Joshua Akhimiemona, Cyber Futures Intern
Joshua Akhimiemona had never heard of MITRE until he was a Howard Univeristy freshman studying computer science. During spring semester, there was buzz in the College of Engineering and Architecture (CEA) about MITRE’s new Cyber Futures Internship Program.
The program partners with historically black and minority-serving colleges and universities to attract top students who express an interest in cybersecurity. The experience included education about cybersecurity work at MITRE and technical skill building. The internship also allowed students to work alongside MITRE teams on projects.
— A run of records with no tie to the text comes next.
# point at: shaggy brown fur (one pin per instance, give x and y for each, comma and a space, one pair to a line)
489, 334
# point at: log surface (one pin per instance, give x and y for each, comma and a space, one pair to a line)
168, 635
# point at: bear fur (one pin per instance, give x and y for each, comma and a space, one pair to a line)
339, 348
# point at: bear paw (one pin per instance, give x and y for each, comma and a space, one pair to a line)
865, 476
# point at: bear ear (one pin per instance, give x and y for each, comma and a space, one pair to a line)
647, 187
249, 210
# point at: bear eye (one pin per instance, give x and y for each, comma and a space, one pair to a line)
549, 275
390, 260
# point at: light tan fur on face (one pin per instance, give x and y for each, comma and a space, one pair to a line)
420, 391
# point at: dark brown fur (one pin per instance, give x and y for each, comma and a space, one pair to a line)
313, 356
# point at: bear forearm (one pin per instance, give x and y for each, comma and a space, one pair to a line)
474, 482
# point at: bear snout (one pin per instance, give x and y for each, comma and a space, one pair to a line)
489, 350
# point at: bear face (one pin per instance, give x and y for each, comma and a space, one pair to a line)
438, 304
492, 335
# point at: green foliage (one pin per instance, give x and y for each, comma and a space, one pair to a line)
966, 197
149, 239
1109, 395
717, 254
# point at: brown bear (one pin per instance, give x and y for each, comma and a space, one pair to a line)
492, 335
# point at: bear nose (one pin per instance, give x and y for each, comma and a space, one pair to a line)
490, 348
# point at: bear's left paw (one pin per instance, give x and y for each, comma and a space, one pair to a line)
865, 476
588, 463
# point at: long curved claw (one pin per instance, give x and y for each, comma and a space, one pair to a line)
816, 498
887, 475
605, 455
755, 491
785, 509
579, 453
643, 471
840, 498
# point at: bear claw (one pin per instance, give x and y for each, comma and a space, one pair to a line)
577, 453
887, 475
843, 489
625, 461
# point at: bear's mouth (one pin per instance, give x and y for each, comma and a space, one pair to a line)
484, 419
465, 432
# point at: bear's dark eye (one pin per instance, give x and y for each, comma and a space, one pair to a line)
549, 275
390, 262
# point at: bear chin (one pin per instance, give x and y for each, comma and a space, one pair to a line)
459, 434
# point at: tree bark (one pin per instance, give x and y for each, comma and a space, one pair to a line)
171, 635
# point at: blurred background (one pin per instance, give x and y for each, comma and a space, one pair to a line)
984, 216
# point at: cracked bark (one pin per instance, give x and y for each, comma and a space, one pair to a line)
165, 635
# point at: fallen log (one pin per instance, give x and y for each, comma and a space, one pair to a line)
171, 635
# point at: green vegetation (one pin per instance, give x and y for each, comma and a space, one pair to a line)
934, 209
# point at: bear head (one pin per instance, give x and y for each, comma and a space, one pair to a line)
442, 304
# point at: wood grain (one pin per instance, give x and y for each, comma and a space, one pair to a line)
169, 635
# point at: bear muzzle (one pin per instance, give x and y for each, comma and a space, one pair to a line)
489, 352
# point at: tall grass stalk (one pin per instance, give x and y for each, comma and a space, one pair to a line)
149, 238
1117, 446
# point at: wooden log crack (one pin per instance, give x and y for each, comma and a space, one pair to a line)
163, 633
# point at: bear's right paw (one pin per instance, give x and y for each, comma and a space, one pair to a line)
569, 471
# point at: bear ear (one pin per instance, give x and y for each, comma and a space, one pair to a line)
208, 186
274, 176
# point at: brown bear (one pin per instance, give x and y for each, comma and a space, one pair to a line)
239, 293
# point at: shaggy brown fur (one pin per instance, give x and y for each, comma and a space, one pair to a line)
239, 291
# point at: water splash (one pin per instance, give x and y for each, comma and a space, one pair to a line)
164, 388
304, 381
“The objective is to get them excited about pursuing a degree in a STEM-based curriculum that would open opportunities for students to pursue full-time employment at MITRE or at one of our sponsors,” says Nicole Gilmore, MITRE’s director of student programs.
The goal, she adds, is to develop a pipeline of future cyber professionals. Akhimiemona is one of 24 students in the first cohort to complete the program. Here, he talks about his experience.
When you’re in college you get a lot of emails about internships, and I had been applying to a lot of different jobs, but people in the Howard University’s College of Engineering and Architecture seemed really excited about this special MITRE internship.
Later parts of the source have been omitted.